# "First Unread"



## Keitht (Mar 20, 2007)

It's entirely possible that I have lost my marbles, but didn't there used to be a link to 'First Unread Post' at the top of each thread? 
It's not there now!


----------



## Keitht (Mar 20, 2007)

OK - forget it.  The link is showing again, but definitely wasn't doing so a few minutes ago when I went in to read responses on a thread I had started.  Very strange.


----------



## Berea1 (Mar 20, 2007)

*"new Posts"*

When I return to this website each day, there is a "New Posts" between Calendar and Search at the top row of my screen.  

The first name on the row is User CP and the last is Log Out.

If I click on "New Posts", I get only those posts that are new since I last visited the site.  Reduces the time that I spend each time I return.

Patrick


----------



## Dave M (Mar 20, 2007)

Patrick -

When you go to one of those threads with "New Posts", take a look at the upper left of the thread. Immediately under the "Post Reply" button, there will be a button called "View First Unread". By clicking on it, you'll be taken to the first new post - in that thread - that you haven't yet seen. 

If there are no new posts in a thread you are viewing, that button won't be visible.
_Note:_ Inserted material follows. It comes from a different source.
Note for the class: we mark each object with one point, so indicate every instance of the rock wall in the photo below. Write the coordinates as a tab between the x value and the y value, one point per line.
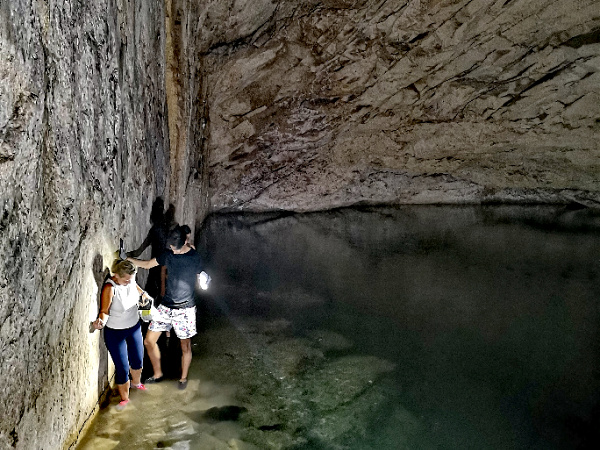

It's that button to which Keith is referring.


----------



## Keitht (Mar 20, 2007)

You're right Dave,

It is the little downward pointing arrow beside the thread title that I use.  That's why I noticed its disappearance.  A thread that I had started had a bold heading to indicate that it had new posts, but no 'Go to first new post' icon.
Very odd, but whatever the cause it's all OK again now.


----------



## Makai Guy (Mar 20, 2007)

None of that is visible unless you are logged in.  When not logged in, you can still read, but as anonymous guest there is no record what you've read and what you haven't.


----------



## Keitht (Mar 20, 2007)

Makai Guy said:


> None of that is visible unless you are logged in.  When not logged in, you can still read, but as anonymous guest there is no record what you've read and what you haven't.



I was logged in, always am - nice try though.   I don't suppose we'll ever get to the bottom of what happened, but as it isn't happening any more it doesn't really matter.


----------



## happymum (Mar 20, 2007)

Keith - thanks so much for asking the question. I had never noticed the button (much less it disappearing), but see that it will be very helpful.Thanks!


----------